Samanyolu'muz yılda ortalama yedi yeni yıldız üretiyor. Samanyolu'ndaki büyük yıldızlar için kreş olan yakın zamanda keşfedilen bölgeler, galaksimizin kimyasal bileşimi ve yapısal yapısı hakkında önemli ipuçları içerebilir.
Boston Üniversitesi'nden Thomas Bania, bir NRAO basın bülteninde şunları söyledi: “Bu yıldız oluşturan sitelerin konumlarını Galaksinin genel yapısıyla açıkça ilişkilendirebiliriz. Daha ileri çalışmalar, yıldız oluşumu sürecini daha iyi anlamamıza ve bu alanların kimyasal bileşimini Galaxy'nin merkezinden çok farklı mesafelerde karşılaştırmamıza izin verecek. ”
Bu yeni keşfedilen bölgelerin duyurusu bugün Miami, Florida'daki Amerikan Astronomi Derneği toplantısında bir sunumla yapıldı. Aramada işbirliği yapan astronom ekibi, Boston Üniversitesi'nden Thomas Bania, Fransa'daki Marsilya Astrofizik Laboratuvarı Loren Anderson, Ulusal Radyo Astronomi Gözlemevi'nden (NRAO) Dana Balser ve Virginia Üniversitesi'nden Robert Rood'u içeriyor.
Bildiğiniz H II bölgeleri arasında çıplak gözle Orion Kemeri'nin hemen güneyinde görünen Orion Bulutsusu (M42) ve Hubble Uzay Teleskobu tarafından çok ünlü olarak görüntülenen Atbaşı Bulutsusu bulunmaktadır.

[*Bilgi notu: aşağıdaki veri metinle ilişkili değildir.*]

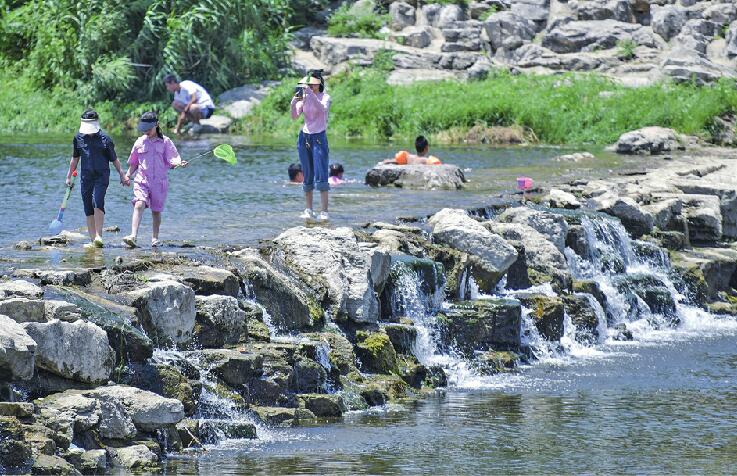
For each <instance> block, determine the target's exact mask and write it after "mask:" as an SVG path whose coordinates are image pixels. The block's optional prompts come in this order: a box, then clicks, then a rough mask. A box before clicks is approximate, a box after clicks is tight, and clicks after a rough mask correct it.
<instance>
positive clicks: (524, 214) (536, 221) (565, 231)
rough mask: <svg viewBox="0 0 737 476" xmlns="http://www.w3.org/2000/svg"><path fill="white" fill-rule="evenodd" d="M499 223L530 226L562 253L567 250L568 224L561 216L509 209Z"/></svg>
mask: <svg viewBox="0 0 737 476" xmlns="http://www.w3.org/2000/svg"><path fill="white" fill-rule="evenodd" d="M498 221H499V222H501V223H521V224H523V225H527V226H530V227H532V228H534V229H535V230H537V231H538V232H539V233H541V234H542V235H543V236H545V238H546V239H548V240H549V241H550V242H552V243H553V244H554V245H555V247H556V248H558V250H560V251H561V252H563V250H564V249H565V243H566V235H567V234H568V224H567V223H566V221H565V219H564V218H563V217H562V216H561V215H556V214H554V213H550V212H544V211H540V210H533V209H532V208H528V207H514V208H508V209H507V210H505V211H504V212H503V213H502V214H501V215H499V218H498Z"/></svg>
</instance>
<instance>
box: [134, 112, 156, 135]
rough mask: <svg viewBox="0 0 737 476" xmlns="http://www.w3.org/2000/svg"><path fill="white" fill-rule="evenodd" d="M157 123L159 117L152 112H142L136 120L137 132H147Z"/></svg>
mask: <svg viewBox="0 0 737 476" xmlns="http://www.w3.org/2000/svg"><path fill="white" fill-rule="evenodd" d="M158 123H159V118H158V117H157V116H156V115H155V114H152V113H144V114H143V115H142V116H141V118H140V119H139V120H138V132H148V131H150V130H151V129H153V128H154V127H156V126H157V125H158Z"/></svg>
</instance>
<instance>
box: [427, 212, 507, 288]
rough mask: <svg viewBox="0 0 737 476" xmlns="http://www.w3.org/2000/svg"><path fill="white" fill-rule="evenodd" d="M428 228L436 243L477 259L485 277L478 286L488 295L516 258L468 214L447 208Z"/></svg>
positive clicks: (496, 239)
mask: <svg viewBox="0 0 737 476" xmlns="http://www.w3.org/2000/svg"><path fill="white" fill-rule="evenodd" d="M428 225H430V226H431V227H432V238H433V241H435V242H437V243H442V244H445V245H448V246H450V247H451V248H454V249H456V250H459V251H462V252H464V253H468V254H469V255H473V256H475V257H476V258H477V260H478V265H479V266H478V267H479V268H480V271H481V272H482V273H481V274H484V275H486V276H485V279H484V280H483V281H485V282H482V283H479V284H481V285H482V286H483V287H484V289H485V290H487V291H490V290H491V288H492V287H493V286H495V285H496V283H497V282H498V281H499V279H500V278H501V277H502V275H504V273H505V272H506V271H507V270H508V269H509V267H510V266H512V263H514V261H515V260H516V258H517V251H516V250H515V249H514V247H513V246H512V245H510V244H509V243H507V242H506V241H505V240H504V238H502V237H501V236H499V235H496V234H494V233H492V232H490V231H489V230H487V229H486V228H484V226H483V225H482V224H481V223H479V222H477V221H476V220H474V219H473V218H471V217H470V216H469V215H468V213H466V211H465V210H459V209H452V208H444V209H442V210H441V211H439V212H437V213H436V214H435V215H433V216H432V217H431V218H430V219H429V220H428ZM481 274H479V275H477V276H481Z"/></svg>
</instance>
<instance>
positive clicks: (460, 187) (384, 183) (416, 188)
mask: <svg viewBox="0 0 737 476" xmlns="http://www.w3.org/2000/svg"><path fill="white" fill-rule="evenodd" d="M465 182H466V177H465V175H463V171H462V170H461V169H460V168H459V167H457V166H455V165H448V164H443V165H394V164H382V165H377V166H376V167H374V168H373V169H371V170H369V171H368V172H367V173H366V184H368V185H371V186H372V187H385V186H387V185H393V186H395V187H399V188H414V189H424V190H459V189H461V188H463V184H464V183H465Z"/></svg>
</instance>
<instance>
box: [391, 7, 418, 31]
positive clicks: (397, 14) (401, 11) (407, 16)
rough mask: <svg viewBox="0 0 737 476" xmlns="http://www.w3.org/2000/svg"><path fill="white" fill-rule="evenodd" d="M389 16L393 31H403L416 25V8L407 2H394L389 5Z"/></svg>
mask: <svg viewBox="0 0 737 476" xmlns="http://www.w3.org/2000/svg"><path fill="white" fill-rule="evenodd" d="M389 16H390V17H391V27H392V29H394V30H401V29H403V28H404V27H406V26H412V25H414V24H415V7H413V6H412V5H410V4H409V3H407V2H392V4H391V5H389Z"/></svg>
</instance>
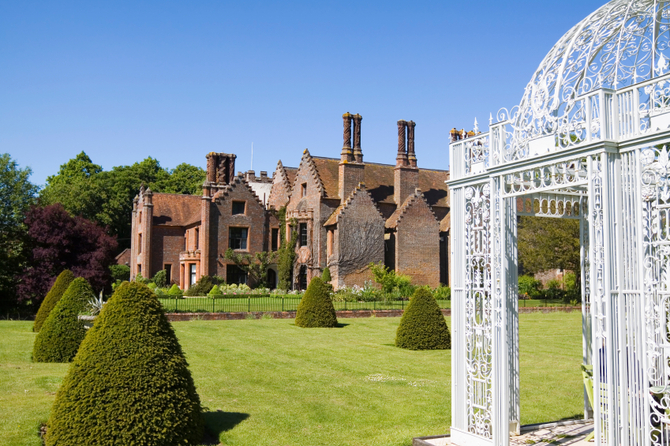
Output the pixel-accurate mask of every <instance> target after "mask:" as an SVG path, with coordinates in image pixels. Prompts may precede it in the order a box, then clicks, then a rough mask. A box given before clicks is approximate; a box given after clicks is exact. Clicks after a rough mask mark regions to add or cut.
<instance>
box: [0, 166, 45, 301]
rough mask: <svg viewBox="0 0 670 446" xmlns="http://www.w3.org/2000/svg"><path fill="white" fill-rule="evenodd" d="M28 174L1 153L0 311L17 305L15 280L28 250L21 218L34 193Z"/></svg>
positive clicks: (25, 257) (0, 198) (28, 172)
mask: <svg viewBox="0 0 670 446" xmlns="http://www.w3.org/2000/svg"><path fill="white" fill-rule="evenodd" d="M31 173H32V172H31V170H30V168H28V167H26V168H24V169H21V168H20V167H19V165H18V164H17V163H16V161H14V160H12V158H11V157H10V156H9V154H7V153H3V154H1V155H0V311H3V310H8V309H10V308H12V307H14V306H15V305H16V304H17V300H16V292H15V289H16V280H17V276H18V274H19V273H20V271H22V269H23V268H24V266H25V261H26V258H27V253H28V247H27V246H26V232H27V229H26V226H25V224H24V223H23V220H24V216H25V214H26V212H27V211H28V209H29V208H30V205H32V204H33V203H34V201H35V194H36V193H37V187H36V186H35V185H33V184H32V183H30V181H29V180H28V179H29V177H30V174H31Z"/></svg>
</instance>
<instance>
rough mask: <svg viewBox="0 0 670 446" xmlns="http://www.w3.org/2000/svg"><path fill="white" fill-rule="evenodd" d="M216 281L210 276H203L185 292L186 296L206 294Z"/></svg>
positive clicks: (208, 292)
mask: <svg viewBox="0 0 670 446" xmlns="http://www.w3.org/2000/svg"><path fill="white" fill-rule="evenodd" d="M213 286H214V282H213V281H212V278H211V277H209V276H202V277H201V278H200V279H198V281H197V282H196V283H195V284H194V285H193V286H191V287H190V288H189V289H188V290H186V291H185V292H184V295H185V296H206V295H207V293H209V292H210V291H211V290H212V287H213Z"/></svg>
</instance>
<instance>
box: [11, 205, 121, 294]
mask: <svg viewBox="0 0 670 446" xmlns="http://www.w3.org/2000/svg"><path fill="white" fill-rule="evenodd" d="M26 225H27V226H28V237H29V241H30V244H31V247H32V250H31V252H30V253H29V256H28V267H27V268H26V271H25V272H24V273H23V274H22V275H21V281H20V283H19V286H18V293H19V298H20V299H23V300H27V299H33V300H35V301H37V302H41V300H42V296H44V295H45V294H46V292H47V287H48V286H49V284H50V283H52V282H53V279H54V277H55V276H56V275H57V274H59V273H60V272H61V271H63V270H64V269H69V270H71V271H72V272H73V273H74V274H75V276H77V277H83V278H85V279H86V280H87V281H88V282H89V283H90V284H91V286H92V287H93V288H94V289H95V290H96V291H99V290H102V289H103V288H105V287H106V286H108V285H109V284H110V281H111V275H110V270H109V265H111V264H112V263H113V261H114V253H115V252H116V247H117V244H116V239H115V237H111V236H109V235H107V234H106V232H105V230H104V229H103V228H101V227H100V226H98V225H96V224H95V223H93V222H91V221H89V220H86V219H85V218H83V217H72V216H70V214H68V213H67V211H66V210H65V209H64V208H63V206H61V205H60V204H54V205H50V206H46V207H43V208H42V207H38V206H33V207H32V208H31V210H30V211H29V212H28V215H27V216H26Z"/></svg>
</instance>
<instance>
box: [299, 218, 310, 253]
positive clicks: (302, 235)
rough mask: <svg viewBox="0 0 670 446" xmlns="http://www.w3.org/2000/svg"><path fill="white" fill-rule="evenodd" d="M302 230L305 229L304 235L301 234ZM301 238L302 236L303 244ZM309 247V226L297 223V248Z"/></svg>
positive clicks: (302, 222) (301, 222)
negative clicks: (303, 241) (298, 246)
mask: <svg viewBox="0 0 670 446" xmlns="http://www.w3.org/2000/svg"><path fill="white" fill-rule="evenodd" d="M303 228H304V229H305V233H304V234H303ZM303 236H304V242H303ZM308 245H309V225H308V224H307V222H306V221H305V222H300V223H298V246H300V247H301V248H302V247H305V246H308Z"/></svg>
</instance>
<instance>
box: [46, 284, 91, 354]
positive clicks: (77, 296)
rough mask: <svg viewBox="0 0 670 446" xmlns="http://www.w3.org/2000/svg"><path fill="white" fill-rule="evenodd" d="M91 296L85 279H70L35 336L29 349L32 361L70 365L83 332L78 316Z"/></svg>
mask: <svg viewBox="0 0 670 446" xmlns="http://www.w3.org/2000/svg"><path fill="white" fill-rule="evenodd" d="M94 297H95V295H94V294H93V289H92V288H91V286H90V285H89V284H88V282H87V281H86V279H84V278H82V277H79V278H77V279H74V280H73V281H72V283H70V286H69V287H67V290H66V291H65V293H64V294H63V297H62V298H61V299H60V300H59V301H58V303H57V304H56V308H54V309H53V310H51V313H50V314H49V317H48V318H47V320H46V321H45V322H44V325H42V329H41V330H40V332H39V333H37V337H36V338H35V345H34V346H33V361H35V362H70V361H72V358H74V355H75V354H76V353H77V350H78V349H79V344H81V341H83V340H84V336H85V335H86V329H85V328H84V322H83V321H80V320H79V318H78V316H79V313H81V312H83V311H85V310H86V306H87V304H88V302H89V300H91V299H92V298H94Z"/></svg>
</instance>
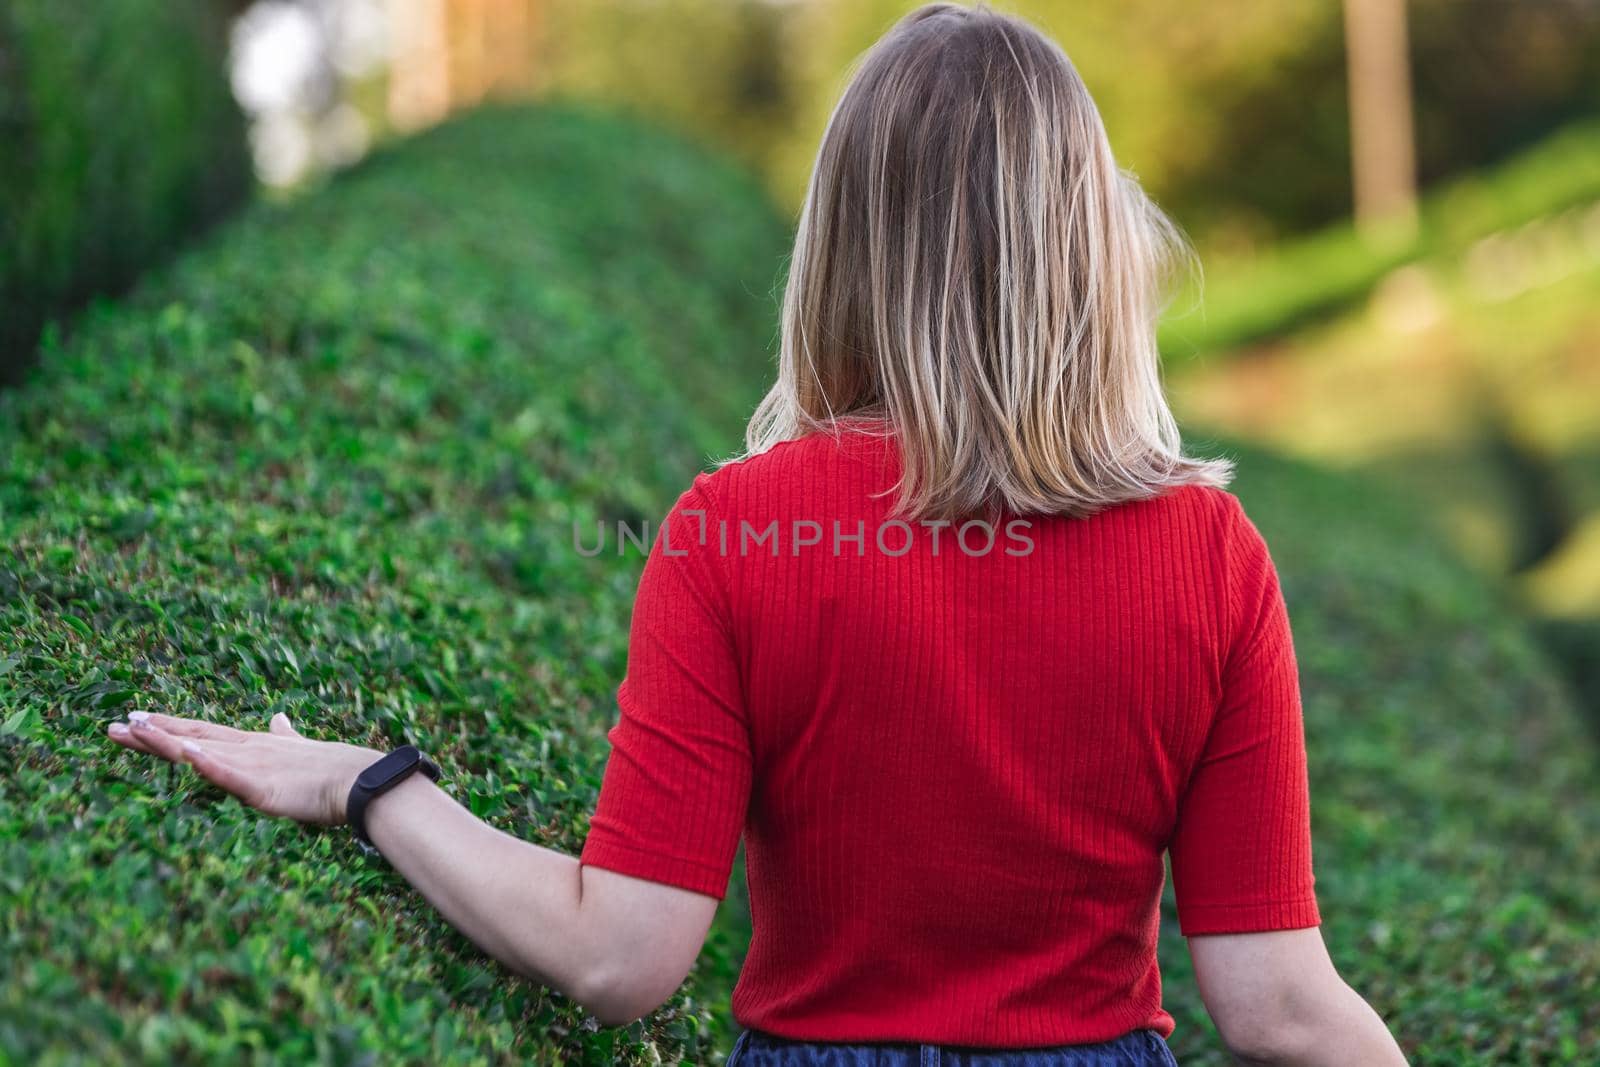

Bilinen diğer bölgeler (ve birçok resim) hakkında daha fazla bilgi için IPAC'deki 2Micron All-Sky Araştırması'nı ziyaret edin.
Bu tür bölgeleri diğer galaksilerde ve kendi galaksimizde inceleyerek, bir galaksinin kimyasal bileşimi ve dağılımı belirlenebilir. H II bölgeleri, hidrojenin dev moleküler bulutlarından oluşur ve iki bulut arasında bir çarpışma meydana gelene kadar bir şok dalgası meydana gelene kadar veya kararlı bir süpernovadan gelen şok dalgası, yıldız oluşturmak için gazın bir kısmını çöktürene kadar stabil kalır. Bu yıldızlar oluşup parlamaya başladığında, radyasyonları elektronlarının moleküler hidrojeni soyar.
Gökbilimciler Samanyolu'nu kaplayan kalın toz ve gazı görmek için kızılötesi ve radyo teleskopları kullandılar. Spitzer Uzay Teleskobu'nun kızılötesi kamerası ve Çok Büyük Dizi (VLA) radyo teleskobu tarafından yapılan anketlerle taranarak, H II bölgeleri için iyi aday olabilecek “sıcak noktalar” belirlediler. Bulgularını daha da doğrulamak için, elektronlar hidrojen oluşturmak için yeniden birleştikçe elektronların yaydığı radyo frekanslarını tespit etmelerine izin veren hassas bir radyo teleskopu olan Robert C. Byrd Green Bank Teleskobu'nu (GBT) kullandılar. Hidrojen oluşturmak için bu rekombinasyon işlemi, iyonize hidrojen veya H II içeren bölgelerin belirtisidir.
Bölgelerin konumu Samanyolu'nun merkez çubuğunun uçlarına yakın ve spiral kollarında yoğunlaşmıştır. Keşfedilen 25'ten fazla bölge galaksinin merkezinden kendi Güneş'imizden daha uzundu - bu dış bölgelerle ilgili daha ayrıntılı bir çalışma, gökbilimcilere Samanyolu'nun evrimini ve kompozisyonunu daha iyi anlamalarını sağlayabilir.
Bania, “Ağır elementlerin bolluğunun Galaktik merkezden uzaklaştıkça değiştiğine dair kanıtlar var” dedi. “Şimdi bu etki konusundaki anlayışımızı incelemek ve geliştirmek için daha birçok nesnemiz var.”